Начиналось с малышни: едва приходил первый святочный день, на улице появлялись маленькие выряжонки, под вечер наряжались подростки, а вечером на игрищах и посиделках — взрослые. Человек как бы отдыхал от своего «я», превратившись хотя бы на короткое время в собственную противоположность. Страшной личиной, разухабистой манерой поведения еще и «заговаривали» нечисть, освобождались от нее. Играя черта, отмежевывались от всего дурного в себе. Неплохо бы и нам, потомкам, перенять эту способность — в игре, забаве давать себе разрядку, скидывать «злые чары» недоброжелательности, зависти, раздражительности. «Цивилизованный» маскарад, конечно, прелестное отвлечение от однообразия буден. Но даст ли щегольская маска такое же полное, радостное освобождение от рутины жизни и самого себя, какое дает примитивная, дедовская святочная личина? И всего-то надо — щепоть сажи, зубы из репки да вывернутый старый тулуп.

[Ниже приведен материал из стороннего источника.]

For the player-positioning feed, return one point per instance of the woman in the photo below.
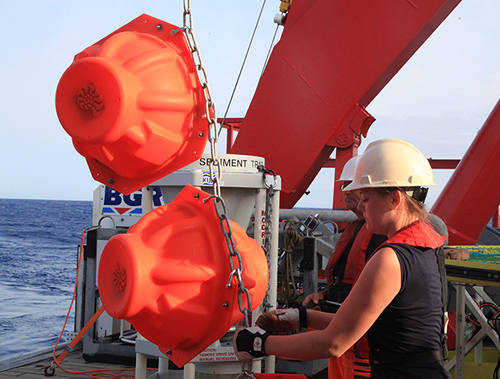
(397, 300)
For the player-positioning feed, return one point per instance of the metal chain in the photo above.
(214, 164)
(210, 113)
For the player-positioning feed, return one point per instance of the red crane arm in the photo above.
(332, 60)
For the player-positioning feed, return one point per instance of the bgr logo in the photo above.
(117, 203)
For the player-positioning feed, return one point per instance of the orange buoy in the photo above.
(168, 276)
(134, 106)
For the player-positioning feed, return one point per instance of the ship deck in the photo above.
(74, 363)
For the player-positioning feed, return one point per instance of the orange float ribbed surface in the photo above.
(134, 106)
(168, 275)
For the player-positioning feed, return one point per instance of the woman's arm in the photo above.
(377, 285)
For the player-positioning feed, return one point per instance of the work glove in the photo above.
(283, 321)
(248, 343)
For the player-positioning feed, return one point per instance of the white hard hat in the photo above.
(348, 170)
(391, 163)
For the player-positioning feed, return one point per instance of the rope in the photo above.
(242, 65)
(269, 51)
(96, 374)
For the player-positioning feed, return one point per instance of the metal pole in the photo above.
(460, 335)
(273, 269)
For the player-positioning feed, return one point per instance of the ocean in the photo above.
(38, 258)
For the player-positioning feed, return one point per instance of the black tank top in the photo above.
(413, 320)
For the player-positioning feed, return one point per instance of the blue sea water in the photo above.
(38, 258)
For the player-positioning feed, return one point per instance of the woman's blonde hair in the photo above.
(414, 207)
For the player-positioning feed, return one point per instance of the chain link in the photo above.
(210, 113)
(214, 164)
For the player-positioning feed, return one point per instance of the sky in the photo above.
(438, 101)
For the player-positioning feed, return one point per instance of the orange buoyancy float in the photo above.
(134, 106)
(168, 276)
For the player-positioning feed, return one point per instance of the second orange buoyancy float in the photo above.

Попробуйте! Нагряньте к знакомым (а то и незнакомым)— вовлеките в скоморошное действо, развеселите неулыбчивых! Ряженым доступно и дозволяется все! Не можете без политики? Изобразите действительное лицо, всем известное какой-нибудь яркой особенностью — народная традиция подобное пересмешиичанье только поощряет. Боитесь женщин? Покажите им их кокетливые ужимки, преувеличенный макияж — робость как рукой снимет. Суеверны? Нарядитесь ведьмой! Не булгаковской инфернальной Маргаритой, а просто — народной ведьмой без затей с растрепанными седыми космами и носом-крючком. Или другой «нечистой силой»— кикиморой, обожающей проказничать именно в святки, особенно в ночь под Рождество. Так вы закалитесь для ворожбы. Иначе вам просто не выдержать страхов и волнений самого захватывающего, самого таинственного из обрядов — святочного гадания.